DESIGN E MOVIMENTO di Silvia Chiarolanza

Contemplare l’evento come principio demolitore dello spazio, mette in crisi l’idea canonica di progetto. Questo perché, con l’introduzione dell’azione, gli ambienti vissuti diventano imprevedibili e dinamici. Uno spazio infatti, non può semplicemente essere classificato e trattato in termini scientificamente oggettivi.

L’esperienza di ogni singolo utente sarà sempre influenzata da fattori incalcolabili che fanno parte dell’ambiente esterno o di stati d’animo presenti in quel singolo momento. Si può comprendere meglio lo spazio e la sua conformazione, attraverso lo studio del corpo e di come questo meccanismo vivente si relaziona con l’ambiente.

La percezione soggettiva dell’utente è di primaria importanza, per soddisfare i criteri di piacevolezza che uno spazio deve necessariamente offrire.

IL MOVIMENTO NELLA STORIA DEL DESIGN

L’architetto Bernard Tschumi, figura coinvolta attivamente nella ricerca della giusta relazione tra utente e spazio vissuto, suddivide il legame spazio – evento in due categorie:

  • simmetrica, nella quale lo spazio e il corpo si influenzano alla pari;
  • asimmetrica, se uno dei due predomina sull’altro.

Quando è lo spazio a dominare, può imporre violenze simboliche ai suoi abitanti.

E’ il caso di corridoi o spazi stretti in luoghi affollati, camere bianche di deprivazione sensoriale, scalinate troppo ripide o percorsi pericolosi.

Agli antipodi si colloca la Cucina di Francoforte presentata all’Esposizione del Werkbund a Stoccarda nel 1926. Progettata in ogni sua componente tenendo conto dei movimenti della casalinga, per facilitarne e favorirne l’esecuzione, rappresenta un modo rivoluzionario di progettare gli interni.

ERGONOMIA E PROGETTO

L’ ergonomia trionfa e prende il comando in fase progettuale.

Seguendo questa scia possiamo trovare i progetti dello studio Officine Architetti Napoli che opera in ambito residenziale seguendo questi principi.
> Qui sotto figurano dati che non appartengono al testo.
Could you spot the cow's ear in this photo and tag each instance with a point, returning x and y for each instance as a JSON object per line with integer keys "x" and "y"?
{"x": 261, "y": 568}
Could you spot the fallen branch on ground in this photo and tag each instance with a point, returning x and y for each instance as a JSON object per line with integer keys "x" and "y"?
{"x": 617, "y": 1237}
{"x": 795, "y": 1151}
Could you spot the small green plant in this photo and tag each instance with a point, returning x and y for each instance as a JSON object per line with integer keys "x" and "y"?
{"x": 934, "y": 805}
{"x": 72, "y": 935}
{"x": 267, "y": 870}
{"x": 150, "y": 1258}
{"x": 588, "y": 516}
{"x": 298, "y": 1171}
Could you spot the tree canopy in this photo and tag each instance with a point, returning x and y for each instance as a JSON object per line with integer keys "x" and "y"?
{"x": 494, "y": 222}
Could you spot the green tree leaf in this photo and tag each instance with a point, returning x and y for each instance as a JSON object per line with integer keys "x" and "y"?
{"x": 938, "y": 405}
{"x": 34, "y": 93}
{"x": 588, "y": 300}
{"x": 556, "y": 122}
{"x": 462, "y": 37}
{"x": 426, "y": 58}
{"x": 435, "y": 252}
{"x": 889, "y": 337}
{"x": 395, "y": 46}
Nulla è lasciato al caso e ogni centimetro di spazio è studiato per soddisfare le esigenze di chi andrà a vivere quegli ambienti. Ma la funzionalità è coniugata all’estetica e al gusto delle forme lineari.
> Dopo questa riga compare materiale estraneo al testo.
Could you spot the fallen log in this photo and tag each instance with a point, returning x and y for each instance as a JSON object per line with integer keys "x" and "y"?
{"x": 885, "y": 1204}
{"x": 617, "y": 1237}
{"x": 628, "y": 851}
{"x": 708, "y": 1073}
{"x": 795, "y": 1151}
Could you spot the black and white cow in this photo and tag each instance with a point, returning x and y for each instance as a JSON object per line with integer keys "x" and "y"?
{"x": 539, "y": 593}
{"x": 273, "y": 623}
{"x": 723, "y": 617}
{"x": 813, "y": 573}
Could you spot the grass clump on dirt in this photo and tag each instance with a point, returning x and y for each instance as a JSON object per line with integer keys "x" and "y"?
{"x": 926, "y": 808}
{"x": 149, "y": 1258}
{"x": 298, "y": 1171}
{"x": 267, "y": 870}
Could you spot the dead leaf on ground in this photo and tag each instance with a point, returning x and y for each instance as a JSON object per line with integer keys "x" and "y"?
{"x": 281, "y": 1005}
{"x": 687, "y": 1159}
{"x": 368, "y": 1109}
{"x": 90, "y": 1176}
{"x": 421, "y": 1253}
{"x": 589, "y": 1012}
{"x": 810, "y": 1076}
L’azione stessa diventa estetica grazie all’utilizzo della sfera sensoriale, attraverso la quale ci rapportiamo con il mondo esterno e conosciamo fino in fondo le persone e gli oggetti che ci circondano. In ogni movimento e in ogni gesto si nasconde un’accezione estetica che, seppur involontaria, è insita in ognuno di noi.

GLI INTERNI COME PALCOSCENICO

I semplici movimenti che compiamo ogni giorno hanno un senso e un fine ultimo. A volte spinti da un bisogno di primaria necessità, altre volte semplicemente dalla ricerca del piacere. Se parallelamente si esamina il movimento di un ballerino che danza, ci si ritrova davanti alla stessa identica conclusione.

La difformità è soltanto nell’esigenza che è alla base del movimento: nel caso della danza è di natura immateriale e non tangibile; Il desiderio di esprimere attraverso il proprio corpo una necessità emozionale.

Sebbene differiscano gli stimoli di partenza, sia un ballerino che una persona comune, nel momento stesso in cui sceglie di muoversi, stabilisce anche di interagire con lo spazio e di plasmare al suo interno delle figure.

Dato per certo che il movimento danzante è connesso ed è simile dal punto di vista estetico, al movimento comune, non può essere un dato trascurabile in fase di progettazione.

Ogni spazio ha una serie di utenti che muovendosi, creano traiettorie e figure proprio come ballerini in una coreografia.

Prendendo in esame un soggetto, che si muove in un determinato spazio, si possono mettere in evidenza le carenze e gli ostacoli spaziali che gli impediscono di portare a termine in totale libertà i suoi gesti, al fine di favorire movimenti esenti da vincoli, divenendo a tutti gli effetti delle danze.

CONCLUSIONE

Queste considerazioni mi portano ad osservare il panorama progettuale con una visione teatralizzante. Si può prediligere la rassicurante seduta in platea o essere parte integrante della scena.

Bisogna avere il coraggio di addentrarsi nel cuore della rappresentazione e vivere ogni sfida progettuale come la metafora di un palcoscenico, nel quale, gli individui che lo abitano, sono inconsapevoli performer dello spettacolo della vita.